Two years ago, I was piloting a fantasy basketball team that looked like a team of destiny. The key to my team was the incredible overproduction of my fourth-round pick, Antawn Jamison.
Then the trade deadline came.
Jamison went from being the man on the Washington Wizards, to playing "Robin" to Lebron James' "Batman" in Cleveland, and I went from being favored to win a title to being playoff fodder.
Control your team's fate by preparing for the inevitable deadline deals. The following players are people you could get right now that stand to gain the most from potential trades.
Of course, some of the deals won't get made, so making moves to add guys prior to the passing of the deadline is risky...but with greater risk comes greater reward.
Sure, Beasley can rub people the wrong way and end up in the coach's doghouse. But the beauty of fantasy basketball is that you don't have to worry about how he gets along with his fantasy teammates.
If Beasley gets traded, he will likely get an additional 8-10 minutes per game, and the pure scorer will be more than happy to take as many shots as possible in his new-found playing time.
There's a reason Derrick Williams was taken No. 2 overall. (If you ask him, there are reasons he should have been taken first overall.)
With a Beasley trade, Williams will also benefit from an additional 8-10 minutes per game, and his recent play gives reason to believe he can become a fantasy factor.
Jeff Teague's emergence has left Hinrich in a clear backup role. With a number of teams in need of capable PGs, expect to see Hinrich moved.
A change of scenery could revive his fantasy productivity to the point where he could double his current production and approach his career averages of 12.8ppg, 5.5ast, and 3.2reb.
If Hinrich can find a new home, so could Ramon Sessions. He's proven his ability in the past and also in spot starts this year, so it is likely that Sessions is rostered.
A well-informed Sessions owner may have a lofty price tag on him, but it never hurts to inquire.
If we're being honest, the Big Three in Boston haven't really been all that big, even since last year. The championship run is over, and now Kevin Garnett, Paul Pierce and Ray Allen (as well as Boston's best player, Rajon Rondo) are all up for grabs.
Brandon Bass is a sneaky pick as a beneficiary of any trade the Celtics make. As a fantasy owner, you could get Bass in a minor trade, or possibly as a very profitable throw-in in a major trade involving star players.
I'm torn in how to phrase this: Do I say that Ray Felton doesn't fit, or do I say that Felton isn't fit?
In any case, he has been a huge disappointment in Portland, but his production last year shows he is capable of being a fantasy asset. Buy low and hope that a new uniform helps mask his flaws.

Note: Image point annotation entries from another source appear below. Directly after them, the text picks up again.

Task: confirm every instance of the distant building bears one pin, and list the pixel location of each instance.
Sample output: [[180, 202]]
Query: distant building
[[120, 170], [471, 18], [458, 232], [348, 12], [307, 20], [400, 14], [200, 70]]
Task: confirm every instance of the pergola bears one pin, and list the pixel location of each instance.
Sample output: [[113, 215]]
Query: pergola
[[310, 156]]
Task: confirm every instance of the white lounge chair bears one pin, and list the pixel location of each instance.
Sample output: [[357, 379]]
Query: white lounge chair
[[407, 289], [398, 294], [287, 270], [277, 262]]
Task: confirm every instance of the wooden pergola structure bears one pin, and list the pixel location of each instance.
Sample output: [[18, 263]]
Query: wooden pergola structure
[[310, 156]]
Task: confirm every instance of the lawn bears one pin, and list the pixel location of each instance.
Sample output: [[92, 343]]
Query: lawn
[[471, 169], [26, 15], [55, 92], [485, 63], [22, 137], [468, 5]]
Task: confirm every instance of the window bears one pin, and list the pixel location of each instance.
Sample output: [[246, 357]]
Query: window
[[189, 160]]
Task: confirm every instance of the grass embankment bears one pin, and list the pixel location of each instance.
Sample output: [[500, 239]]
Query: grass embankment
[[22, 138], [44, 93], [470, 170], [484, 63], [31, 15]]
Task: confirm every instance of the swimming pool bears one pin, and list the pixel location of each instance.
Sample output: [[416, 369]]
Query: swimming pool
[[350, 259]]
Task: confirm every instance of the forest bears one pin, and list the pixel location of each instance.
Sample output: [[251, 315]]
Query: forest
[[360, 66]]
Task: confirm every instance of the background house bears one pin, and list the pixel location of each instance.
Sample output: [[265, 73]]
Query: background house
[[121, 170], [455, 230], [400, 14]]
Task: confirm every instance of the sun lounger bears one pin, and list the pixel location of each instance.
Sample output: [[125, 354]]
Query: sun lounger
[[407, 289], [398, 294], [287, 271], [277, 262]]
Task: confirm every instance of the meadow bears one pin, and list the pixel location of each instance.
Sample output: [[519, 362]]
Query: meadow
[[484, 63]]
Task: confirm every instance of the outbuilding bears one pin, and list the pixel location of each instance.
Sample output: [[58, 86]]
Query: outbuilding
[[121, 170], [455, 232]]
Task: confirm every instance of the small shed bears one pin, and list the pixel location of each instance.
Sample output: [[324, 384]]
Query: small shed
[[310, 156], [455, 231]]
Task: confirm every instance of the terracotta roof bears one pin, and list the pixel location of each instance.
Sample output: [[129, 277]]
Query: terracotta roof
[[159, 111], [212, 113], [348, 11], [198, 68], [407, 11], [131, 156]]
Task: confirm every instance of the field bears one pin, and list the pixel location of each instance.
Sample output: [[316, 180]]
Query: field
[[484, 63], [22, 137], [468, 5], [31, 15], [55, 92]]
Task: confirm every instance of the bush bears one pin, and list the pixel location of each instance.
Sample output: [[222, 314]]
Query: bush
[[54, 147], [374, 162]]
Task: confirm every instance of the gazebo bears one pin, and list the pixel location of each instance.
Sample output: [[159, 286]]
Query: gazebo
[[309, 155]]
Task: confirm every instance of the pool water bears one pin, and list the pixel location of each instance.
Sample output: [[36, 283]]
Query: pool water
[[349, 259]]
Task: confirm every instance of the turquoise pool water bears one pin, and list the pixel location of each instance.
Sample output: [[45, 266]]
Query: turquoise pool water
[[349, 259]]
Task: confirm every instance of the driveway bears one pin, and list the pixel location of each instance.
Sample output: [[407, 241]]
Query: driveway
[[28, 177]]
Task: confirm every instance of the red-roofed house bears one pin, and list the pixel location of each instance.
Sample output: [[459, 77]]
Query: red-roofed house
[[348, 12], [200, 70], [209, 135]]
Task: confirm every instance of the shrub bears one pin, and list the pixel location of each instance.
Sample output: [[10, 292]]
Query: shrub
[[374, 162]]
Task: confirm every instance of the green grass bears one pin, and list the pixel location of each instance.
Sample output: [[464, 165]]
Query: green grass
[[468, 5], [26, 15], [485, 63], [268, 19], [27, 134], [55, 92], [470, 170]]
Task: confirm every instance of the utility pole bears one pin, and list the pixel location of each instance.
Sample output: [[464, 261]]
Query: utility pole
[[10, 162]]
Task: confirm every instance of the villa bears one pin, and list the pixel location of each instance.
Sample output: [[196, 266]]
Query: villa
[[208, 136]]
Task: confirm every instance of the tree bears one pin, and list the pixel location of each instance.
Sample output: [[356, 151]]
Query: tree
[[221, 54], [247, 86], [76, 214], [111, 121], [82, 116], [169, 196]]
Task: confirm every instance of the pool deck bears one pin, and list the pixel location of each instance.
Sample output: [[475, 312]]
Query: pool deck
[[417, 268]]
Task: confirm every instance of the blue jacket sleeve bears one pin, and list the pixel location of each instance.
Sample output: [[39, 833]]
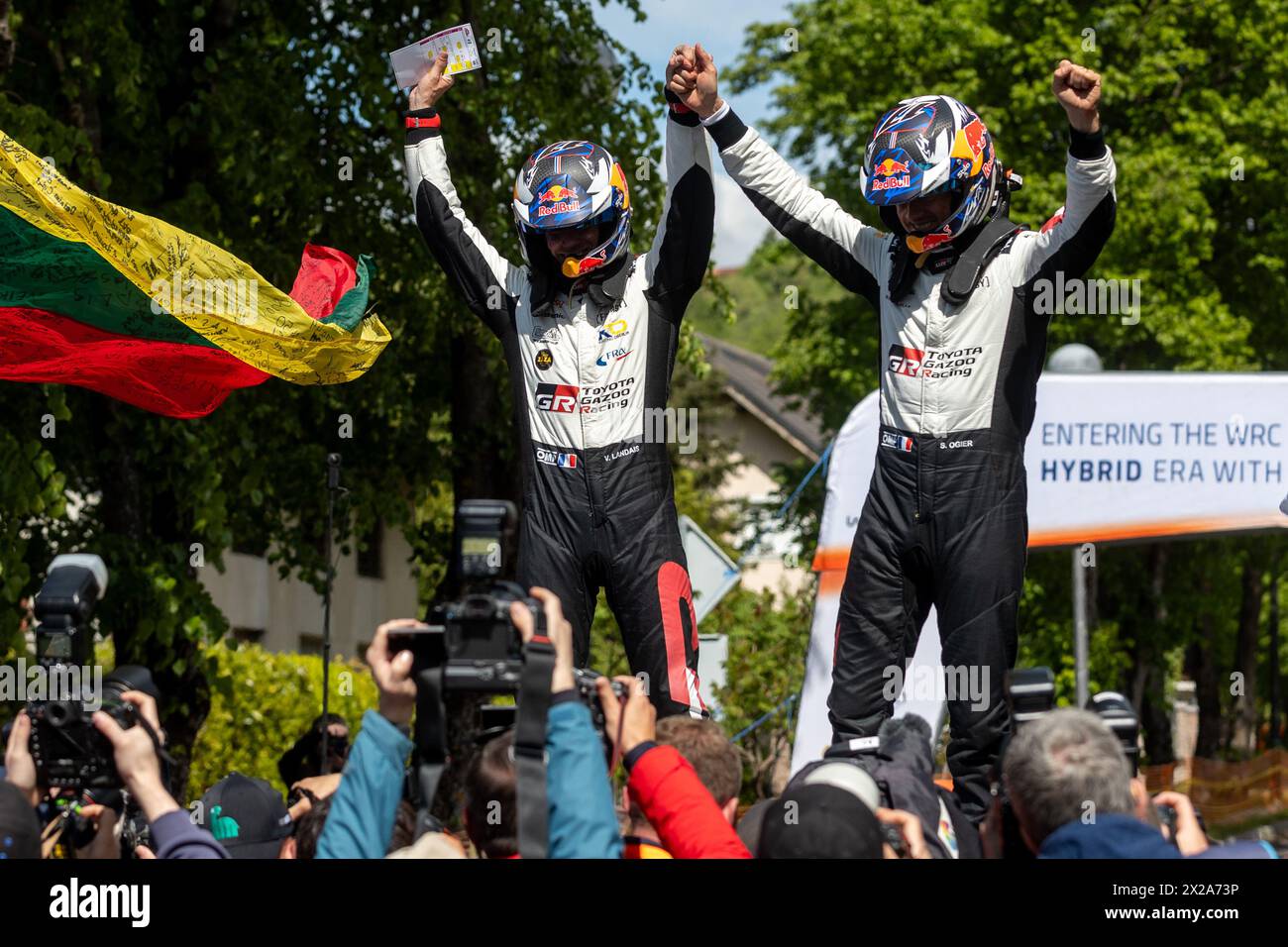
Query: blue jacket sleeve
[[583, 821], [362, 814], [174, 836]]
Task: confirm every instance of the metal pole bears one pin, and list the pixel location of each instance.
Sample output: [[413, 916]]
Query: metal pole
[[1080, 629], [1274, 655], [333, 484]]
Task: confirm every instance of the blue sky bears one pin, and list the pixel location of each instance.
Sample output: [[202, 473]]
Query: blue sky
[[720, 26]]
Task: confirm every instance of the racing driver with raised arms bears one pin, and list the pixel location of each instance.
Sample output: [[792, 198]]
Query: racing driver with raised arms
[[589, 333], [962, 346]]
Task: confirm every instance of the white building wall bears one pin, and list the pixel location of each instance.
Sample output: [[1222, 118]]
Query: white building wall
[[288, 612]]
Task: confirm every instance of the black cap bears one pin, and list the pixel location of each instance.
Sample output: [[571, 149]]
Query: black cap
[[20, 828], [246, 815], [819, 821]]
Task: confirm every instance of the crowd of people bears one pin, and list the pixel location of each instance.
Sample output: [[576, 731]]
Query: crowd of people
[[1064, 789]]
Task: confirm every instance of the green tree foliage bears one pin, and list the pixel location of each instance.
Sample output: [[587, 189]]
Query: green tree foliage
[[765, 669], [262, 702]]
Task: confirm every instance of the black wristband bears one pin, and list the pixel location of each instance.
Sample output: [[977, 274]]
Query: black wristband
[[634, 755], [1087, 146], [679, 111], [726, 132], [565, 696]]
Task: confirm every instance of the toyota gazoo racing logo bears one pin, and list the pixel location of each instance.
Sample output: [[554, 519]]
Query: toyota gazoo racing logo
[[605, 397], [905, 361], [913, 363], [613, 330], [897, 442], [612, 356], [557, 459], [557, 398]]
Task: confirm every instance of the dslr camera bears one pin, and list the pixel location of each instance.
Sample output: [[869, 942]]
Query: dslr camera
[[68, 751]]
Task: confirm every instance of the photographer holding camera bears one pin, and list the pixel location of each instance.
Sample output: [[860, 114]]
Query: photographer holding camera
[[1073, 793], [140, 767], [583, 822]]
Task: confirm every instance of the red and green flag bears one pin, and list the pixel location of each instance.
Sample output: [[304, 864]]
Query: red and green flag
[[97, 295]]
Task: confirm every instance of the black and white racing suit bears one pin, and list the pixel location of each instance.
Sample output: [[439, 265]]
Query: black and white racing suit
[[945, 519], [589, 365]]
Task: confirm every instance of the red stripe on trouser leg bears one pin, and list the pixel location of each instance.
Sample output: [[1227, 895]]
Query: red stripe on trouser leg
[[674, 590]]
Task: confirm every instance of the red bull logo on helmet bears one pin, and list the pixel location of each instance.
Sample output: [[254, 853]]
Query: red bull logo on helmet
[[558, 198], [890, 175]]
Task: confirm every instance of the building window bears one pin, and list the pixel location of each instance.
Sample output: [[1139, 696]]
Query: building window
[[250, 547], [370, 560]]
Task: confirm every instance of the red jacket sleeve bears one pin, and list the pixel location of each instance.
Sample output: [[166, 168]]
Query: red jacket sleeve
[[679, 806]]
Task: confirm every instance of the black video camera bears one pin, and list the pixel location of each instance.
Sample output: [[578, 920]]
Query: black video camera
[[473, 638], [68, 750], [1121, 716], [588, 690]]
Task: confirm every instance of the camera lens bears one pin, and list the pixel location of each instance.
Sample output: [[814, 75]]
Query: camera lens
[[60, 714]]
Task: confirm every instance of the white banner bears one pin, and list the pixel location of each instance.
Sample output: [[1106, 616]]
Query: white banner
[[1113, 457]]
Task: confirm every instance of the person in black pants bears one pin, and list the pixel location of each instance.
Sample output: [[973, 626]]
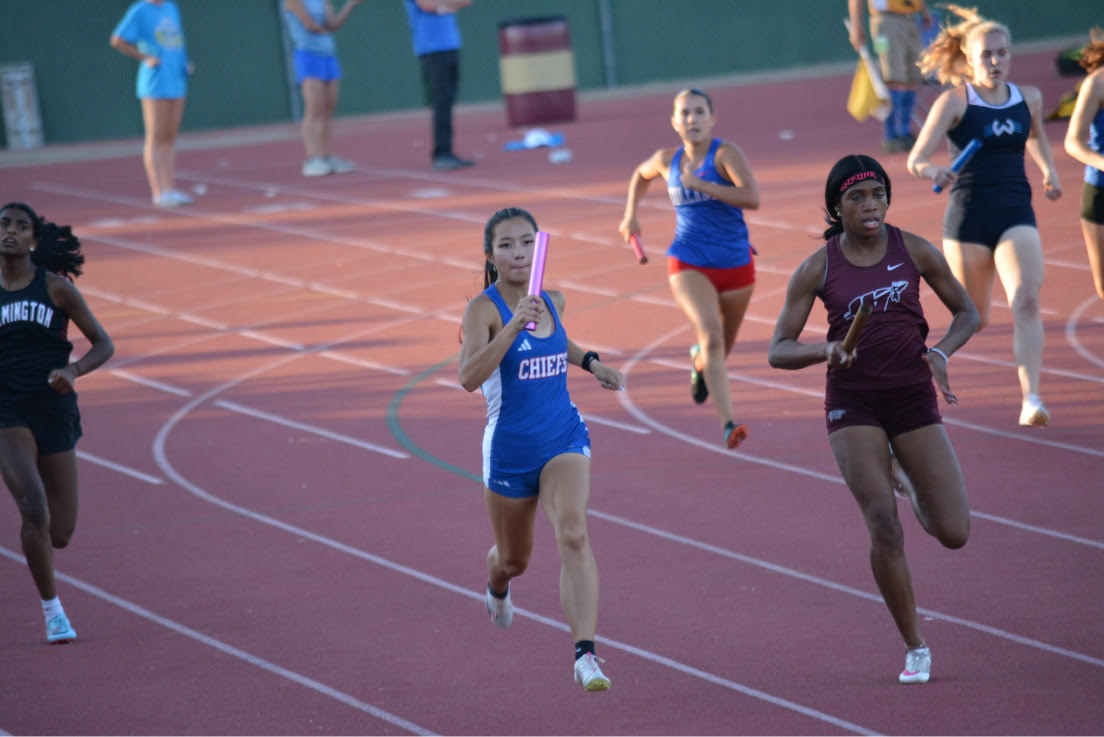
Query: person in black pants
[[436, 39]]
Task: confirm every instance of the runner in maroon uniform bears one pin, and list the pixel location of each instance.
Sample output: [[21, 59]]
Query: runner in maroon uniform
[[880, 395]]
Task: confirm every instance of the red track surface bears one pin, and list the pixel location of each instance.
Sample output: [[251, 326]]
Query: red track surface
[[246, 576]]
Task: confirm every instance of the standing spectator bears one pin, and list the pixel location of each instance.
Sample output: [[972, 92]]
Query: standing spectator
[[898, 44], [151, 33], [1084, 141], [310, 24], [436, 39]]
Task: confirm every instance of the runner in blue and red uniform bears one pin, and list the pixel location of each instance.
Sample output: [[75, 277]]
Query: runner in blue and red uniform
[[989, 226], [709, 265], [39, 419], [879, 395], [537, 450], [1084, 141]]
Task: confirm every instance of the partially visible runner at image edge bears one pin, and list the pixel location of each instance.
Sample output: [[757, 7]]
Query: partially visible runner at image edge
[[709, 264], [535, 447], [989, 226], [880, 395], [40, 423], [310, 24], [1084, 141]]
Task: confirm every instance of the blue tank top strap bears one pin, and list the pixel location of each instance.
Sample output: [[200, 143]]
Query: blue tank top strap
[[1093, 175], [506, 312]]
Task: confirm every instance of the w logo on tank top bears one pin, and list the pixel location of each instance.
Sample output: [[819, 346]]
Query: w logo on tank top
[[1009, 127]]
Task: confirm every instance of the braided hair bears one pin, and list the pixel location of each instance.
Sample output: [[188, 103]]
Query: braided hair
[[56, 248], [847, 171], [490, 274]]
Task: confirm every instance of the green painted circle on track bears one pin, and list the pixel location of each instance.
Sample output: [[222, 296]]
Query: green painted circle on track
[[405, 440]]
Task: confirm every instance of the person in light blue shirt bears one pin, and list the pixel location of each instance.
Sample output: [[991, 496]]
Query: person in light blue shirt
[[1084, 141], [436, 40], [151, 32], [310, 24]]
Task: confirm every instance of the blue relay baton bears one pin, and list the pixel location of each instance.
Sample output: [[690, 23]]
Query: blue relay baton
[[961, 160]]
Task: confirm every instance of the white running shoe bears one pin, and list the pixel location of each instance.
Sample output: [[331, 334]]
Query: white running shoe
[[917, 665], [340, 166], [500, 610], [588, 675], [59, 630], [1033, 414], [317, 167]]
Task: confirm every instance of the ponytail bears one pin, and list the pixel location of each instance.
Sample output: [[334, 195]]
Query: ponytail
[[56, 248]]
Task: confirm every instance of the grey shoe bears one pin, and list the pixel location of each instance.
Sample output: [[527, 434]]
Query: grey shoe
[[450, 161]]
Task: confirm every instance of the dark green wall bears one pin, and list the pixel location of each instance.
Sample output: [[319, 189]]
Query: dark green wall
[[86, 88]]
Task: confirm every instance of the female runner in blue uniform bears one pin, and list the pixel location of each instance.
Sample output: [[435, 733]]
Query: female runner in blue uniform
[[989, 226], [709, 265], [535, 445], [39, 418], [151, 32], [881, 391], [1084, 141]]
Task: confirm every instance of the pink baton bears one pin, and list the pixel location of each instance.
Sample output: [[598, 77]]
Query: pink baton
[[537, 268]]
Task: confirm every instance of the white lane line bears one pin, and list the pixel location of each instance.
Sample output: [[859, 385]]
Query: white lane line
[[844, 588], [621, 426], [310, 234], [162, 460], [1071, 332], [232, 651], [117, 467], [209, 215], [1022, 436], [233, 406], [271, 339], [152, 383], [335, 355]]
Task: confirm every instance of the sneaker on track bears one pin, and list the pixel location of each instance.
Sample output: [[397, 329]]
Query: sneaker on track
[[317, 167], [917, 665], [340, 166], [588, 675], [500, 610], [698, 390], [59, 630], [734, 435], [1033, 413]]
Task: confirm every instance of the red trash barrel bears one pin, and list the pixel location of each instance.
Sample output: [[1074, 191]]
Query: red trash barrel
[[538, 68]]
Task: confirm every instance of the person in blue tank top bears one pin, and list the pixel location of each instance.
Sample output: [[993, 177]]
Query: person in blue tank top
[[435, 36], [39, 418], [1084, 141], [537, 449], [151, 32], [310, 24], [709, 265], [879, 396], [989, 227]]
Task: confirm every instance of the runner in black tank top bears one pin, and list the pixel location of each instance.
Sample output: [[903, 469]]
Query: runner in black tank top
[[989, 227], [39, 418], [879, 396]]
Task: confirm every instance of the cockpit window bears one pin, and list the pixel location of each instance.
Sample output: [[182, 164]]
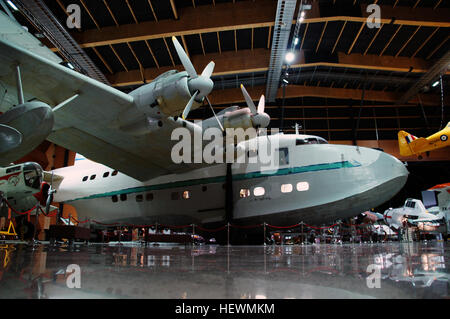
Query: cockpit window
[[32, 175], [310, 140]]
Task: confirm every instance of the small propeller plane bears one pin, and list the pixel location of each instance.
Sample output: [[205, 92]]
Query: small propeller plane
[[411, 145]]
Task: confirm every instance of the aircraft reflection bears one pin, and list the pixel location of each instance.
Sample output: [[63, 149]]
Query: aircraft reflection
[[411, 270]]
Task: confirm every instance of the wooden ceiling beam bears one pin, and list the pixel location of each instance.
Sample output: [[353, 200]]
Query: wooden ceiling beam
[[228, 16], [230, 96], [256, 60]]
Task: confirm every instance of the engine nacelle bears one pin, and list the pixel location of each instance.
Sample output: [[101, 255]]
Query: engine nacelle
[[167, 94], [34, 120]]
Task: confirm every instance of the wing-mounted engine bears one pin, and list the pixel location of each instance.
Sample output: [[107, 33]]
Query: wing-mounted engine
[[175, 93], [32, 120], [235, 117]]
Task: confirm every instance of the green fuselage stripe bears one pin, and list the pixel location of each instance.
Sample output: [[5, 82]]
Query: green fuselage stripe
[[221, 179]]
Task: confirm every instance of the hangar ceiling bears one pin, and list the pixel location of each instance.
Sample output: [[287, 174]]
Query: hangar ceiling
[[339, 59]]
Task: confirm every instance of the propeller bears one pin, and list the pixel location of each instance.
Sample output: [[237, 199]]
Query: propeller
[[259, 117], [199, 85], [50, 193]]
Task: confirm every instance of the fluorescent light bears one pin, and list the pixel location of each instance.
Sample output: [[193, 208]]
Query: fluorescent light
[[12, 5], [290, 56]]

Stephen Jackson hasn't won over coach Scott Skiles, and his production this year is waiver-wire material. Prior to this season, he hadn't averaged less than 15.5ppg for a season in nearly a decade.
If he can escape Milwaukee (any move would likely result in a return to mid-30s minutes per game), Jackson should become a regular fantasy starter once again.
Jerryd Bayless can score in bunches when he has starter's minutes. The only problem is he cannot get enough minutes if Jose Calderon remains on the team.
With a Calderon trade a possibility and Bayless' production to-date capped by Calderon's presence, it is very likely that Bayless is a free agent in your league. If he is and you have someone you can cut, he is worth holding onto until the dust settles on March 15.